El calor me hacía sudar  desprendiéndome de la poca humedad que mi cuerpo alcanzaba a albergar. Mis pasos cansados entre la arena de un desierto desolado eran cada vez más cortos, mis pulmones hacían lo posible para aspirar el aire que podían, que dada su temperatura corroía mis entrañas como si fuera el mismo aliento del diablo.
Tenía que cruzar aquellas desoladas tierras más allá de la muralla oscura y salir a la mar.

Pero mi cuerpo una vez vigoroso  estaba muy desgastado y cansado, parecía que había envejecido mil años. Mi vista se desvanecía por momentos, sólo un delgado hilo me unía al mundo de los vivos, sólo una pequeña fuerza interior me mantenía aferrado a la vida.

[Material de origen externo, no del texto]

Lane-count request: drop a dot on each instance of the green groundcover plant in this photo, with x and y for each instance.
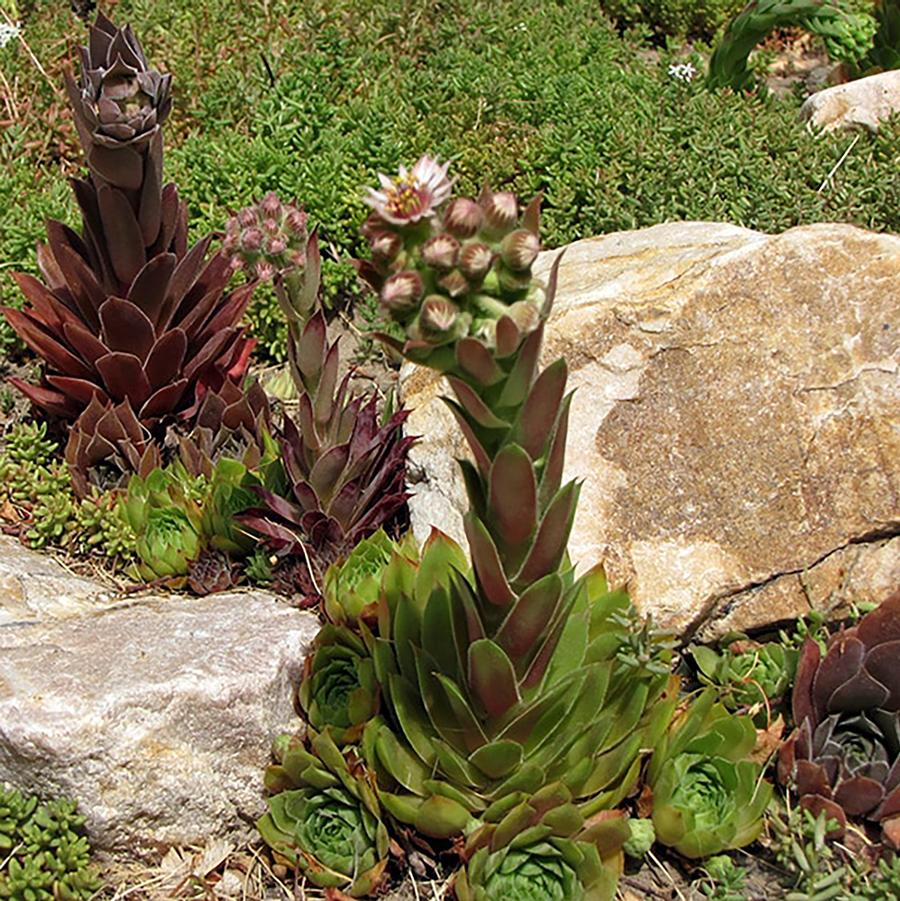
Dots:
(533, 96)
(494, 703)
(491, 706)
(44, 854)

De pronto pude oler una ráfaga de aire húmedo, me reía para mis adentros sinceramente pensaba que se me había ido la cabeza. ¡Agua!  en ese infierno infecto. Abrí los ojos y vi un enorme lago con unas palmeras alrededor y gran cantidad de árboles con frutos, dátiles en el suelo y lo más sorprendente era que no había dejado este mundo, con una fuerza extra que emanaba de lo más profundo de mi espíritu crispe mis músculos y les dije:

- ¡Vamos chicos un último esfuerzo!

Avanzaba a un buen ritmo dado mi estado pero justo antes de llegar a la orilla del lago tropecé y caí de bruces sobre la arena, no podía levantarme estaba  lesionado abrí los ojos y entre las aguas emergió una bella criatura, tenía los cabellos dorados, vestía con una túnica blanca muy fina que insinuaban sus pechos, me miró, sus ojos parecían gemas resplandeciendo entre las aguas.

Caminando sobre las aguas se acercó a mí y me preguntó:

-¿De donde eres extranjero? ¿Qué haces tan lejos de tu tierra?

No tenía fuerzas para contestar, ella sonrió se inclinó sobre mí y cerró mis ojos.

Al rato quedé mecido en un soporífero sueño, no sé cuanto tiempo estuve dormido, días, semanas. El caso es que cuando me desperté tenía aquella bella criatura a mi lado, su gesto parecía algo cansado, tenía la parte de debajo de su túnica desgarrada, el trozo de tela que faltaba estaba  envolviendo mi tobillo a modo de venda. Entendí en ese momento que aquella criatura me había devuelto a la vida, le cogí la mano y le di mil gracias, ella sonrió, con mucho cuidado me abrazó y nos tumbamos.

A la mañana siguiente estabamos los dos en plena forma, mientras descansábamos me comentó que había pasado dos días durmiendo. Al anochecer estabamos hambrientos, nos dimos un festín con dátiles y otros frutos que yo no había visto nunca. Durante la cena no había cesado de  prestarle todo tipo de atenciones hacia al final de la cena la tenía entre mis brazos, ella yacía complacida en mi pecho. Nos volvimos a mirar y me besó en la mejilla, yo le devolví la atención, al contactar mis labios con su cara noté que se estremecía. Ella se levantó y cogiéndome de la mano me introdujo en el seno de aquel lago. La volví a abrazar y la besé en los labios que ardiendo de pasión empezaron a entremezclarse entre los míos. Con cuidado la despojé de la túnica. Nos tumbamos sumergiéndonos entre las aguas, ella me abrazó y al momento flotábamos sobre las aguas. Nos abrazábamos apasionadamente,  comencé a lamer uno de sus delicados pechos, ella sonreía complacida.  Guiaba mis manos entre su cuerpo, era muy delicada, yo la mecía con suavidad entre mis brazos. Tras un instante nos acoplamos sumegiéndonos en una danza de placer mutuo. Cada vez a un ritmo mayor, el agua a nuestro alrededor batía sobre nuestros cuerpos mientras el viento gemía a nuestro alrededor. Al rato todo volvió a su calma y me dormí en la calma  que me proporcionaba su cuerpo.